Gold is a traditional safe haven when currency is deflating and, at a time when many governments are deflating currency to maintain economic competitiveness, gold appears to be a prudent investment. Prices appear very high at present, but this probably reflects depressed currency valuations rather than high gold valuations.
In theory, infrastructure presents a good inflation hedge as underlying investments are linked to contracts with implied inflation protection. However, in practice infrastructure investments can be illiquid, complex and contain significant property development risks. They can also involve high levels of leverage, which may not be inflation hedged, making them less than ideal as inflation hedging instruments.
Three questions you need to ask
When considering how to hedge against inflation, investors need to ask themselves three questions.
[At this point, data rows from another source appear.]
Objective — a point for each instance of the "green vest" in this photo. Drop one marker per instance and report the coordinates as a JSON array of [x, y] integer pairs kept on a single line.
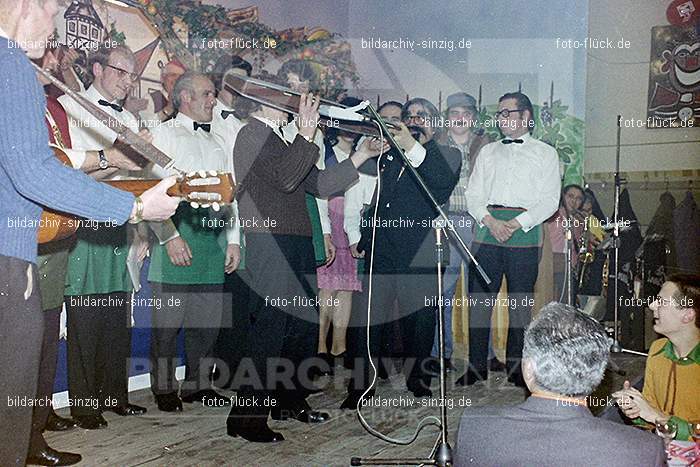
[[204, 233]]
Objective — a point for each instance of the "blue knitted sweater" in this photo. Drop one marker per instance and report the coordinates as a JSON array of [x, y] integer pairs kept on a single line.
[[30, 175]]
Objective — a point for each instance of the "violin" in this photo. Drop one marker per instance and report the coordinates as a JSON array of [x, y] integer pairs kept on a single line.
[[287, 100]]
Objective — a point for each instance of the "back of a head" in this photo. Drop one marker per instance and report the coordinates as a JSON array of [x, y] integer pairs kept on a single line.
[[567, 349]]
First, what level of risk am I willing to take? Second, what is the basis risk of any hedge that I take (i.e. what is the possibility that the hedging instruments are not tied to the inflation measure that matters most to me, adding risk to my position)? And finally, what reward do I stand to gain for taking the risk – or what return will I give up for ‘buying’ the hedge?
There is no foolproof way of hedging against inflation, but the chances of dealing with any infla-tionary challenges that lie ahead can be increased dramatically by successfully answering these questions.